"Free Angela" : l'ex-icône des Black Panthers en promo à Paris

Par @Culturebox
Mis à jour le 20/03/2013 à 15H26, publié le 20/03/2013 à 15H18
Angela Davis à Paris le 18 mars 2013

Angela Davis à Paris le 18 mars 2013

© REVELLI-BEAUMONT/SIPA

Angela Davis, ex-icône des mouvements radicaux afro-américains, est actuellement à Paris dans le cadre de la présentation d’un documentaire qui lui est consacré : « Free Angela and All Political Prisoners ».

« J’étais réticente quand Shola (Linch, la réalisatrice, ndlr) m’a approchée pour réaliser le film », avoue Angela Davis. « Je ne souhaitais pas attirer encore plus d’attention sur ma personne. Mais quand on a parlé du projet, Shola m’a dit que le documentaire serait consacré au procès et au mouvement politique. Alors pour moi cela avait un sens de produire un film qui pourrait avoir de l’impact sur des générations plus jeunes. »
« Ce qui était important à l’époque, par rapport à mon affaire, ce n’est pas que j’ai gagné le procès. Le message c’est que des masses de gens se sont organisées aux Etats-Unis et dans le monde entier pour demander ma libération. Et cela alors que beaucoup croyaient que l’on ne pouvait rien faire contre le triumvirat Nixon - Reagan - Hoover. Ce n’est pas vraiment ma personne qui était en cause. Des gens de toutes générations, des communistes, des progressistes, des syndicalistes, des femmes, des personnes d’Afrique, d’Amérique du Sud, et d’Asie, se sont rassemblés dans un élan d’internationalisme, dans le but de créer une force inébranlable ». 
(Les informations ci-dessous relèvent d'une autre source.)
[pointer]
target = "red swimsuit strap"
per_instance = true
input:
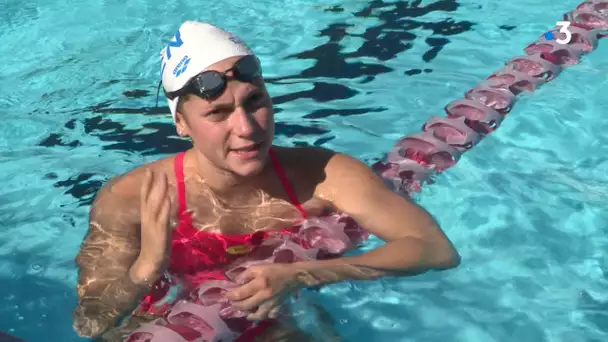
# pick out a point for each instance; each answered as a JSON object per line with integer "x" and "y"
{"x": 181, "y": 187}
« Nous avons besoin de ce message aujourd’hui », poursuit l’universitaire et militante. « Il y a encore des prisonniers politiques. Leonard Peltier (militant de la cause amérindienne, incarcéré depuis 1976, ndlr), Mumia Abu Jamal et d’autres sont encore en prison aux Etats-Unis. Beaucoup d’entre nous travaillons autour de la question de l’institution carcérale. Aux Etats-Unis, deux millions et demi de personnes sont derrière les barreaux. Vingt cinq pour cent de la population carcérale mondiale sont aux Etats-Unis, dont un nombre disproportionné de Noirs. L’Amérique peut être appelée une nation-prison. Et la technologie qu’elle a développée en matière carcérale a été exportée dans le monde entier ».

« Vous voyez, sans même parler des questions des guerres, du sexisme, de l’environnement, etc., nous avons une immense tâche devant nous. Voilà pourquoi je pense qu’il était intéressant, pour revenir au documentaire, de montrer un cas où le peuple a triomphé », ajoute en souriant Angela Davis.